A Stretford scheme which saw the town turn into a giant game saw thousands of people take part in a big boost to their physical health and psychological health.

Beat the Street launched on February 28 and lasted for a month thanks to funding from Sport England, Trafford Council and Transport for Greater Manchester.

Already a success in other areas across the country the giant game asked anyone of any age, ability or background to travel to special sensors, or Beat Boxes, which were attached to lampposts across the area. Pupils at primary schools from St Alphonsus Primary School in the north to St Matthew's Primary School in the south received the contactless cards required to play along with their parents.

Anyone else was able to pick up these contactless cards from pick-up points including Stretford Leisure Centre and Stretford Public Hall or to use an app instead.

In total there more than 5,400 people took part, around half of them children, who travelled more than 60,000 miles as a whole.

There were prizes from Lancashire Cricket Foundation, Manchester United Foundation and Transport for Greater Manchester.

(Image: Trafford Council)

Helen Gollins, Director of Public Health at Trafford Council, said: "It is amazing to see these results as a consequence of implementing Beat the Street. We wanted a way to get people out and about and using the infrastructure we are working to put in place to make active travel more accessible for everyone. 

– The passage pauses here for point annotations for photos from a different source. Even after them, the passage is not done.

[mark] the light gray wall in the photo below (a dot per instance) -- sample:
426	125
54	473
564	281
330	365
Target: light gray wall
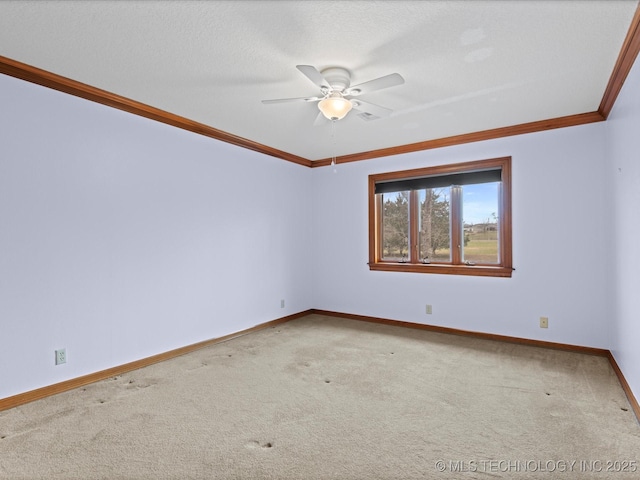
559	202
623	167
121	237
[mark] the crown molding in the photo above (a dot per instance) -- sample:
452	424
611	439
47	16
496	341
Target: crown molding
531	127
47	79
626	59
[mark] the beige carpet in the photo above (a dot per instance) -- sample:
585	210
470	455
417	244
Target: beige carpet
326	398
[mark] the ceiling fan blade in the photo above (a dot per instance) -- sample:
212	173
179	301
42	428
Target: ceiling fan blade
298	99
371	109
387	81
314	75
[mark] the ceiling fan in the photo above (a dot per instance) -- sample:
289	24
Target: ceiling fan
335	87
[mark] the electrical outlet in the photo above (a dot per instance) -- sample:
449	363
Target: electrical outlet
61	356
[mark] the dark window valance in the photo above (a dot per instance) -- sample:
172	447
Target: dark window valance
439	181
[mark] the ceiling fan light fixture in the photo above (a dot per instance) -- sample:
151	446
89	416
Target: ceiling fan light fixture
335	106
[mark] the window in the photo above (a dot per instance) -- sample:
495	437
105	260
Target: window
451	219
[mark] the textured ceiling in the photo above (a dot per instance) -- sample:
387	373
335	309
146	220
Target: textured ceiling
468	65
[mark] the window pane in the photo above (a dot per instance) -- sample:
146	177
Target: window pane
434	230
480	216
395	226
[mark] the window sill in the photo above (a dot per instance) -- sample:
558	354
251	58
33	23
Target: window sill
434	268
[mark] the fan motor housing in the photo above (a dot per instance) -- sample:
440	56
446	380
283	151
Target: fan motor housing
338	78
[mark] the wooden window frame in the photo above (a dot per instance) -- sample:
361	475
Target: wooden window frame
504	268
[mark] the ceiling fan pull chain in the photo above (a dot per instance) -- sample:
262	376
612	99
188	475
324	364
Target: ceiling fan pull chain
333	138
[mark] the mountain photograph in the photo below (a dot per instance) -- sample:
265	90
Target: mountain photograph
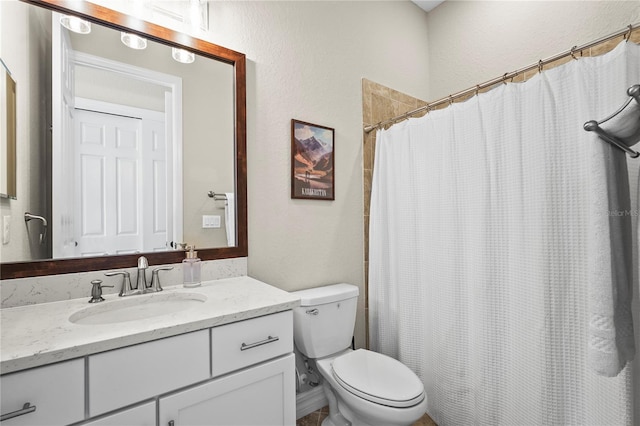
312	161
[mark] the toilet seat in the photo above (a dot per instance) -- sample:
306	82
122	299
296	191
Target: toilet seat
378	378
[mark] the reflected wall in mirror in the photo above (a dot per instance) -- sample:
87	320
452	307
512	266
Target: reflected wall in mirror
138	141
7	133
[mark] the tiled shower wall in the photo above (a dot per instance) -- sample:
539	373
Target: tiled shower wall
380	103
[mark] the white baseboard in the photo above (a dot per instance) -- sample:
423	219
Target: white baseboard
310	401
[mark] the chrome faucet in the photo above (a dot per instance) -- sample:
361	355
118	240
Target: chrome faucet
127	289
141	282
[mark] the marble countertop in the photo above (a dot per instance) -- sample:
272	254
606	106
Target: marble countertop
41	334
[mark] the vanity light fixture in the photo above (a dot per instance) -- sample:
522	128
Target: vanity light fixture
133	41
182	55
75	24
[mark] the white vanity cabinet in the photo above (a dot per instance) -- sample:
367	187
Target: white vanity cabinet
56	391
259	396
124	376
227	361
260	389
142	415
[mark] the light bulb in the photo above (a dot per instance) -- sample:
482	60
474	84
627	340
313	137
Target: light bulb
133	41
75	24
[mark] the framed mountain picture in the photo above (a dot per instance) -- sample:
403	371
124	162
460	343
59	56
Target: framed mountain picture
312	161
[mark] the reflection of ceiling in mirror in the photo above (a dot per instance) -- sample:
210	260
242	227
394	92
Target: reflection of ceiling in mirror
187	14
140	94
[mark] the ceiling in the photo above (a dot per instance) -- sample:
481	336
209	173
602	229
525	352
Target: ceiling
427	5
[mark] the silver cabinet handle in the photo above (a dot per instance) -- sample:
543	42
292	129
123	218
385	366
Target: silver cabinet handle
269	339
26	409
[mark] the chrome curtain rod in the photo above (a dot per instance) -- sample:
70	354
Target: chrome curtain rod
503	79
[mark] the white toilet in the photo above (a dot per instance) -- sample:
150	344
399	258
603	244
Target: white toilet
364	388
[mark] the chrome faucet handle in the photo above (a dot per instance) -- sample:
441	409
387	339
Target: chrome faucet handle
125	289
96	291
141	281
155	279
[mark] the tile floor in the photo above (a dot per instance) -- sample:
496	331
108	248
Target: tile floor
316	418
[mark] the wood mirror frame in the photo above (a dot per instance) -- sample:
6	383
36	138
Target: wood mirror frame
121	22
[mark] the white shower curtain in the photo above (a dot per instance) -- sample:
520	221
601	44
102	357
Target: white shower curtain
479	250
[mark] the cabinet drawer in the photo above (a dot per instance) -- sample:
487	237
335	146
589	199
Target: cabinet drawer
142	415
57	392
264	395
124	376
249	342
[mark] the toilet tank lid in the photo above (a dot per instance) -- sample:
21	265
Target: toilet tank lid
326	294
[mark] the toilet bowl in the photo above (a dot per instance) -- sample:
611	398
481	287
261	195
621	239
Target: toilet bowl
364	388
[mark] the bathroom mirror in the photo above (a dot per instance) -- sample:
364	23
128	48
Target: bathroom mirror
200	165
7	133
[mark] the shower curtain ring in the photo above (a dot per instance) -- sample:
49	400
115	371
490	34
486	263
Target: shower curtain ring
573	52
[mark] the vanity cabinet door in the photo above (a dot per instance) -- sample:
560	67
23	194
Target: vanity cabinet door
262	395
56	391
142	415
122	377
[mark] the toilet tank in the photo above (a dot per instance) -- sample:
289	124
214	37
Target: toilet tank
323	323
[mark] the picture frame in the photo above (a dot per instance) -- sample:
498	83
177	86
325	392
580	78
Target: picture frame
312	161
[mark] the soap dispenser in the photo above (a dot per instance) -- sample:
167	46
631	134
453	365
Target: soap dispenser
191	268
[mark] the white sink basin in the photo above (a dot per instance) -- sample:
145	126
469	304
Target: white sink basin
137	307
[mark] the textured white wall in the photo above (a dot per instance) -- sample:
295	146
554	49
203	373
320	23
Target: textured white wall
28	63
306	61
471	42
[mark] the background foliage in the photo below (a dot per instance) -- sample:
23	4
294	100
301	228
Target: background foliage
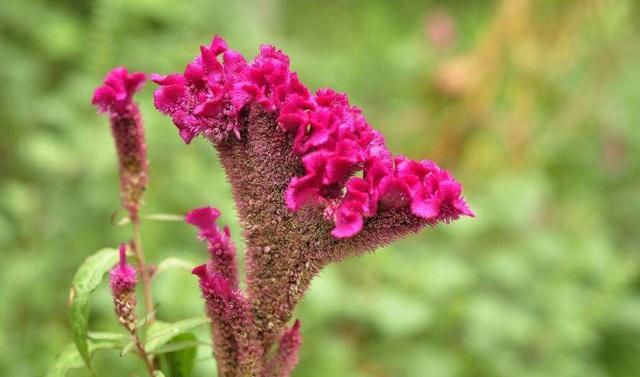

"I would like to thank everyone who embraced Beat the Street. It was fantastic to see so many players from so many schools competing for the top prizes."

Darren Morgan, the chair of Trafford Primary Headteachers, said: "Beat the Street was a wonderfully well-thought-through initiative which significantly positively impacted on physical health and psychological health, as well as allowing players to visit interesting places and parks which were a part of the project.

"I would struggle to find a way to improve this initiative. Thank you to all of those who were involved."